Controverses, question d’équilibre, lacunes dans les données et consommation à mauvais escient

Les opioïdes d’ordonnance peuvent jouer un rôle de premier plan pour soulager certains types de douleurs, comme la douleur aiguë, la douleur liée au cancer et la douleur éprouvée par un patient en phase terminale. Il est par conséquent essentiel que les médecins puissent continuer à les prescrire.

Toutefois, afin de diminuer les morts accidentelles, les cas de dépendance et les autres méfaits liés à leur consommation, la majorité des spécialistes de la question s’entendent pour affirmer que le taux global de prescription d’opioïdes devrait être réduit de façon considérable et que ces médicaments devraient être prescrits avec circonspection. L’une des principales causes du problème est le taux élevé de prescription d’opioïdes pour le traitement de la douleur chronique, une pratique controversée pour laquelle il existe peu de données démontrant que les avantages compensent les risques encourus.

Si plusieurs ont mis en évidence le problème de l’usage des opioïdes d’ordonnance à des fins non médicales (l’abus d’analgésiques d’ordonnance), il demeure que ce phénomène a pu se produire principalement à la faveur d’un détournement, car ce sont les prescriptions rédigées par les médecins qui au Canada constituent la plus importante source d’approvisionnement en opioïdes d’ordonnance. De plus, une grande proportion des patients à qui sont prescrits des opioïdes pour le traitement d’une douleur chronique développe des problèmes pour lesquels il n’existe pas de solution simple. L’augmentation du nombre des prescriptions d’opioïdes a par ailleurs touché certains groupes de façon disproportionnée, notamment les Premières nations et les personnes à faible revenu. Une des raisons de cette situation est le manque d’accès à des options de rechange abordables pour le traitement des douleurs physique et psychologique.

Étendue du problème : taux de prescription, décès et dépendance

On ne peut que présumer de l’étendue du problème à l’échelle du pays, car il n’existe aucune liste nationale des morts associées aux opioïdes d’ordonnance ni aucun système normalisé et coordonné de surveillance des prescriptions d’opioïdes et de collecte des données à ce sujet.
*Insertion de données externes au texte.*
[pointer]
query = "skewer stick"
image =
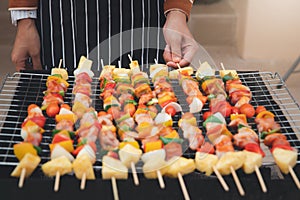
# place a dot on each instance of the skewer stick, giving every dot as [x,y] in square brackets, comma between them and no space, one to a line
[237,181]
[222,66]
[119,63]
[294,176]
[130,58]
[220,178]
[59,65]
[22,177]
[183,187]
[57,179]
[83,181]
[260,179]
[134,174]
[102,63]
[160,180]
[115,188]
La situation est différente aux États-Unis, où les Centres pour le contrôle et la prévention des maladies ont émis des mises en garde concernant les taux relatifs de prescription d’opioïdes dans les différents États. Des programmes de suivi des prescriptions de types divers (électroniques, sur papier, etc.) sont en place dans certaines provinces ou certains territoires, mais ils ne sont pas reliés entre eux et l’information sur les décès n’est soumise à aucune enquête de coronaires et de médecins légistes menée à l’échelle du Canada.

La plupart des documents fournissant des renseignements détaillés sur la distribution des opioïdes et leurs effets nuisibles au Canada s’appuient sur des statistiques de l’Ontario, puisque les données sur lesquelles reposent les travaux de recherche sur la question de l’Institut de recherche en services de santé proviennent du Programme public de médicaments de l’Ontario ainsi que du bureau du coroner en chef et des bases de données administratives en santé de cette province. Ces travaux de recherche indiquent, par exemple, qu’entre 1991 et 2007 le nombre de prescriptions d’un type particulier d’opioïdes d’ordonnance, soit les médicaments ayant l’oxycodone comme principe actif, a connu une augmentation de presque 900 %, ce qui a donné lieu à une hausse des morts annuelles associées à l’oxycodone, lesquelles sont passées de moins d’une par million de personnes en 1991 à 12,3 par million de personnes en 2006.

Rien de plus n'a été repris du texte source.